Monthly Letter June 2012
Madrague has had a very tough start to say the least. We have been cautiously bullish to the market. This is what we wrote in our first monthly letter 4 months ago: “Even though we are quite bullish about the near term prospects we think that there could easily be a pullback in the next couple of months. Less and less negative factors are being priced into the equity market. We have not given those factors any room in this monthly letter. The EuroSTOXX50 has had at least one 10% fall in each of the last 10 years. We do not think that 2012 will be an exception.”

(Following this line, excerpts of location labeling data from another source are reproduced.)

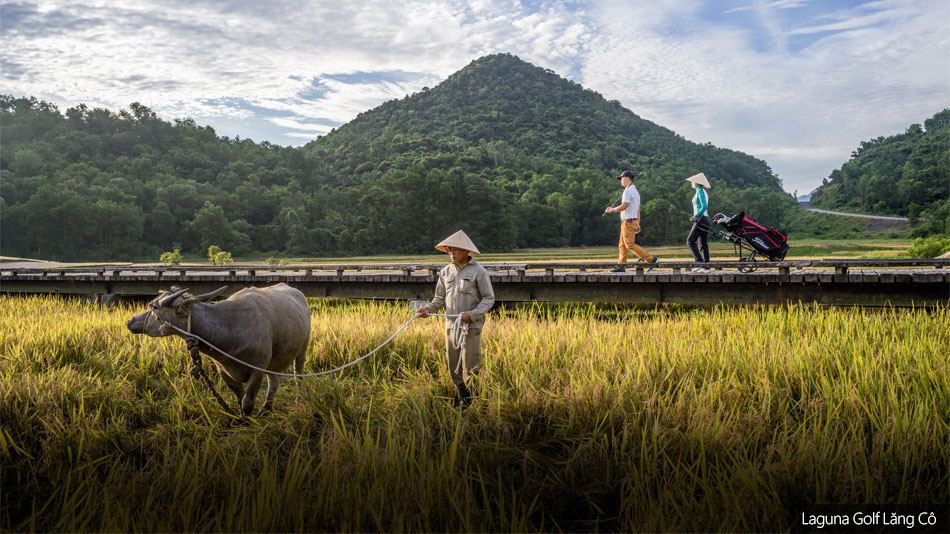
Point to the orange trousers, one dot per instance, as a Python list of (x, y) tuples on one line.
[(628, 241)]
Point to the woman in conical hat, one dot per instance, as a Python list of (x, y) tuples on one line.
[(700, 218), (464, 289)]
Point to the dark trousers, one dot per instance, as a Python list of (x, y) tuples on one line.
[(699, 233)]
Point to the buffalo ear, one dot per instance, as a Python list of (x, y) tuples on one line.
[(184, 308)]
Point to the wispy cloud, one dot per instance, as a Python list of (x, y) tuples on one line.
[(799, 83)]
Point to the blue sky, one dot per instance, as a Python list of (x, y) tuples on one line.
[(798, 83)]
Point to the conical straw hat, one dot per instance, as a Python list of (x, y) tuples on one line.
[(458, 240), (700, 179)]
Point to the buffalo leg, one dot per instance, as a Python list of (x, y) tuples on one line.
[(234, 386), (273, 382), (253, 386), (299, 361)]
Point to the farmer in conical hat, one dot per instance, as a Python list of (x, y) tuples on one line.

This year has proven to be no exception. Our start came pretty much at the top of the market so far in 2012. The hypothetical question how we had performed if we had started at the beginning of the year is totally irrelevant. We have an obligation to perform and a responsibility to our investors from the day we start. Nothing else matters. We thought we managed the portfolio in a careful manner. When assessing the gross and net exposure we have employed since inception we would argue that we have worked with very low risk. Only in a few months following the Lehman crash and the subsequent global economic heart attack have we worked with similar or lower exposures. Since inception in February our average gross exposure has been around 100% and the net exposure c20%. We have at no point had more than 2% of the fund invested in illiquid positions. Given those numbers we are very disappointed to be down c9% since inception. The equity markets might not have been friendly to us, but we do not consider these times to be too extreme.